Three years ago, Shelby Watchman sat quietly during her first class at Weber State University, too anxious to engage with her professor or classmates. 

“I came from a small college, and so coming here felt like this big university — big and scary,” Watchman recalled.

Her past academic experiences had chipped away at her confidence and she worried she would continue to “fall through the cracks,” as she experienced at previous schools. 

In high school, Watchman felt like her struggles went unnoticed by educators, so she dropped out and earned her GED diploma. When she started classes at a small college campus branch in her home state of New Mexico, it still didn’t feel like the right fit.  

But when she arrived at Weber State, though the campus was bigger than what she was accustomed to, Watchman felt more noticed than ever before. 

Academic advisors helped her discover a passion for computer science, and professors created environments where she felt comfortable asking questions or seeking help. 

“I felt that I was very cared for and that I wasn’t left behind,” Watchman said. “It helped me believe in myself more.” 

Watchman went on to earn academic honors every semester. Her confidence grew as she made friends, found mentors and learned new skills. 

She delved into the creative aspects of computer science, designing and building websites for small businesses. She found friends to carpool and study with, both of which she previously felt too shy to initiate.
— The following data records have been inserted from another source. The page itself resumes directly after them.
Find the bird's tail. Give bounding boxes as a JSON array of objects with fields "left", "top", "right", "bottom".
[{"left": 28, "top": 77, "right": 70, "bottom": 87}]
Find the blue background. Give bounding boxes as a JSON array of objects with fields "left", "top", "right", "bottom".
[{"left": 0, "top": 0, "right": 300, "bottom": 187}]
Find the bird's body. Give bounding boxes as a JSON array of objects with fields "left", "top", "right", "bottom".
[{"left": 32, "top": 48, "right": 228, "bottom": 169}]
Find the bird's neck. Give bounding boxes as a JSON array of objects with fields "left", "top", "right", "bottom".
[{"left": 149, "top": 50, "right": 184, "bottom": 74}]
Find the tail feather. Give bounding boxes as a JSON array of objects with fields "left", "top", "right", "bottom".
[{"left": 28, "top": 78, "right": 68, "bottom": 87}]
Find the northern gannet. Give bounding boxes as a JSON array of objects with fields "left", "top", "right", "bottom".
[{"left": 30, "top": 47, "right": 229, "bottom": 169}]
She was also part of the Native American Student Association, which provided her with financial aid and a connection to peers. 

Since graduating with her computer science degree in April, Watchman looks forward to finding a job in the tech industry, and she attributes feeling career-ready to the support she received at Weber State.

“I’ve built so many relationships here,” Watchman said. “It really makes a difference when there’s support behind you.”